Dayanıklılık ve — ötesi
MARUF23 Ana Teması
Yaşadığımız bir krizin ertesinde her şeyin eskisine dönmesini beklesek de aslında artık yeni bir sabaha uyanmışızdır. Devran dönmüş zaman başkalaşmıştır. Eskiye dönememek düşüncesi endişe verici olsa da doğanın özünde de sürekli bir değişim, dönüşüm; kendini onarma, kendine yer açma ve iyileşme vardır.

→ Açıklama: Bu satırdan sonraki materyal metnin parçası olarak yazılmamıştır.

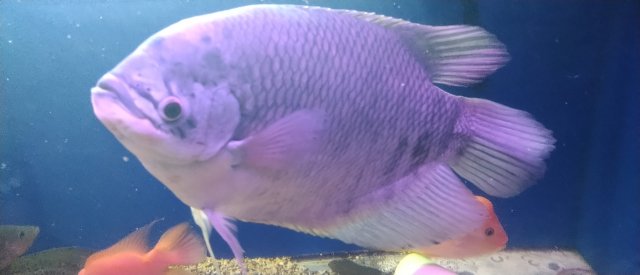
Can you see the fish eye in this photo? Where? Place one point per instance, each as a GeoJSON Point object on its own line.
{"type": "Point", "coordinates": [489, 231]}
{"type": "Point", "coordinates": [170, 109]}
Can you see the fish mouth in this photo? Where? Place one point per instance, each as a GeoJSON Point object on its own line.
{"type": "Point", "coordinates": [111, 87]}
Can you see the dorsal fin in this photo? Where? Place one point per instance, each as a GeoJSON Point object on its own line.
{"type": "Point", "coordinates": [456, 55]}
{"type": "Point", "coordinates": [134, 242]}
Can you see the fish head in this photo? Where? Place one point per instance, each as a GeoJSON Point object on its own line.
{"type": "Point", "coordinates": [163, 103]}
{"type": "Point", "coordinates": [15, 240]}
{"type": "Point", "coordinates": [486, 239]}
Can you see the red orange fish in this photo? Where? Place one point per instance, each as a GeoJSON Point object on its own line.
{"type": "Point", "coordinates": [131, 255]}
{"type": "Point", "coordinates": [488, 238]}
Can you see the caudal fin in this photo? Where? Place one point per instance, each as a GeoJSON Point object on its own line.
{"type": "Point", "coordinates": [180, 246]}
{"type": "Point", "coordinates": [503, 150]}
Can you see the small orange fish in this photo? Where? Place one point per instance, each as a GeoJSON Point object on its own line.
{"type": "Point", "coordinates": [488, 238]}
{"type": "Point", "coordinates": [131, 255]}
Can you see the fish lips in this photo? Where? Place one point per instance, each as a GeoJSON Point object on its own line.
{"type": "Point", "coordinates": [114, 107]}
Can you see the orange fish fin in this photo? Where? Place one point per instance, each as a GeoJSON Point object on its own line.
{"type": "Point", "coordinates": [180, 246]}
{"type": "Point", "coordinates": [134, 242]}
{"type": "Point", "coordinates": [487, 203]}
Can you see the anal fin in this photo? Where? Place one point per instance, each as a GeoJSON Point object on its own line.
{"type": "Point", "coordinates": [200, 218]}
{"type": "Point", "coordinates": [424, 208]}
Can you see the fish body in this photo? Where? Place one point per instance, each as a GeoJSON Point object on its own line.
{"type": "Point", "coordinates": [323, 121]}
{"type": "Point", "coordinates": [177, 246]}
{"type": "Point", "coordinates": [488, 238]}
{"type": "Point", "coordinates": [15, 240]}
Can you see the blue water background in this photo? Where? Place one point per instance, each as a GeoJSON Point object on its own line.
{"type": "Point", "coordinates": [575, 67]}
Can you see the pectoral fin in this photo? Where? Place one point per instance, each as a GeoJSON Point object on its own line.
{"type": "Point", "coordinates": [227, 230]}
{"type": "Point", "coordinates": [286, 141]}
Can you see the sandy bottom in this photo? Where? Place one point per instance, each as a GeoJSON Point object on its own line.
{"type": "Point", "coordinates": [62, 261]}
{"type": "Point", "coordinates": [552, 262]}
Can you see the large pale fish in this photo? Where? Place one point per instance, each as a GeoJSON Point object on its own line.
{"type": "Point", "coordinates": [323, 121]}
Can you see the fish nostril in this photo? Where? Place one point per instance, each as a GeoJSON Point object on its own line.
{"type": "Point", "coordinates": [107, 83]}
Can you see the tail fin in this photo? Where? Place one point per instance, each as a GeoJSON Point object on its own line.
{"type": "Point", "coordinates": [180, 246]}
{"type": "Point", "coordinates": [504, 149]}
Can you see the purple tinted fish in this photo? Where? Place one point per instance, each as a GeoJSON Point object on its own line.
{"type": "Point", "coordinates": [322, 121]}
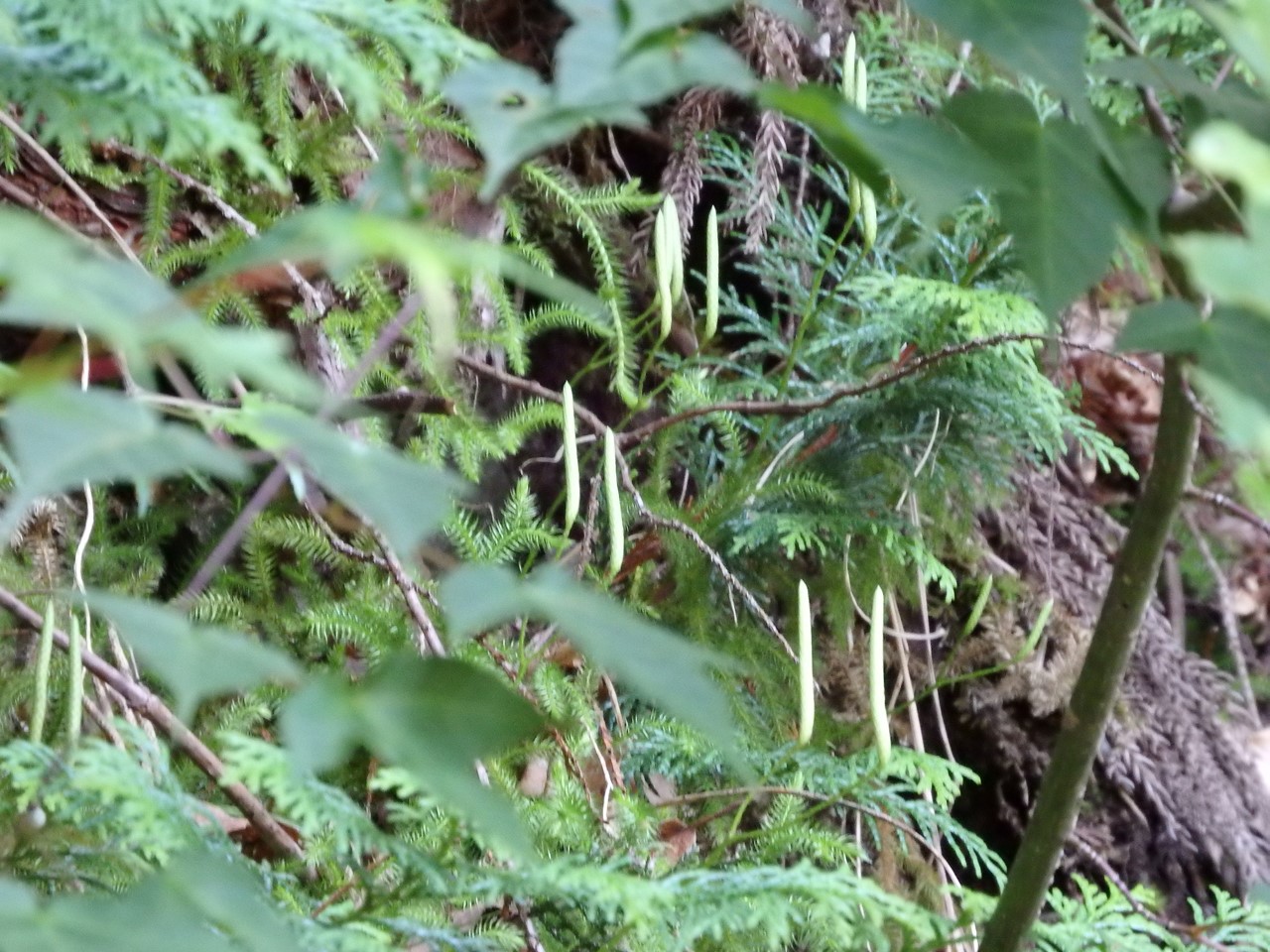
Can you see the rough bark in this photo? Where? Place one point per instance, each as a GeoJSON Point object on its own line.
{"type": "Point", "coordinates": [1175, 798]}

Yaşadığımız çoklu krizler çağında, insan,toplum, kent yaşamı ve bunları içine alan ekosistem sayısız parametreden etkilenirken çözüm arayışlarına “dayanıklılık” ekseninde girmemiz gerekliliği karşımıza çıkıyor. Fakat dayanıklılık; krizlere direnç göstermenin ve problemlerle sınanmanın ardından eski hâle geri dönmenin ötesinde ele alınmalı; sistemlerin, kuruluşların veya bireylerin sadece hayatta kalma değil, aynı zamanda belirsizlik ve aksaklıklar karşısında gelişme yeteneğini, yeni durumlara ve zamanlara adapte olma yeteneğini de kapsamalıdır. Bu nedenle dayanıklılığın ötesine adım atmak gerekir.
Bu yıl MARUF’ta, kentsel yaşamda karşımıza çıkan herhangi bir krizin ardından mekanik bir biçimde aynı/eski hâle dönmenin sınırlı, zaman zaman faydasız ve imkânsız yapısından sıyrılarak dayanıklılığın “ötesine”; yaşamın kendisi gibi organik bir biçimde gerçekleşecek olan daha iyi bir duruma, zamanın ve koşulların ruhuna uygun olmayanı söküp atarak yeni koşullara uygun bir yaşam inşa etme imkanına odaklanıyoruz.
MARUF’un bu seneki ana teması “Dayanıklılık ve Ötesi / Resilience and Beyond” ile herkes için sürdürülebilir, kaliteli bir yaşamın temel gerekliliklerini kentler kapsamında sorguluyoruz. Kentlerin, doğal afetler, iklim değişikliği, ekonomik sorunlar, nüfus yoğunluğu ve insani hareketlilikler gibi çeşitli alanlardaki krizler ve kırılganlıklar ile mücadele edebilme yeteneğini kentin tüm paydaşlarından kazandığını biliyoruz. “Çözüm Üreten Kentler” olarak yeniden düşünmenin ve birlikte hareket etmenin önemine inancımızla “dayanaklılık ve ötesi”ne uzanmak, iyi uygulamaları paylaşmak, yeni iş birlikleri ve çözüm yolları geliştirmek için MARUF23’te bir araya geliyoruz.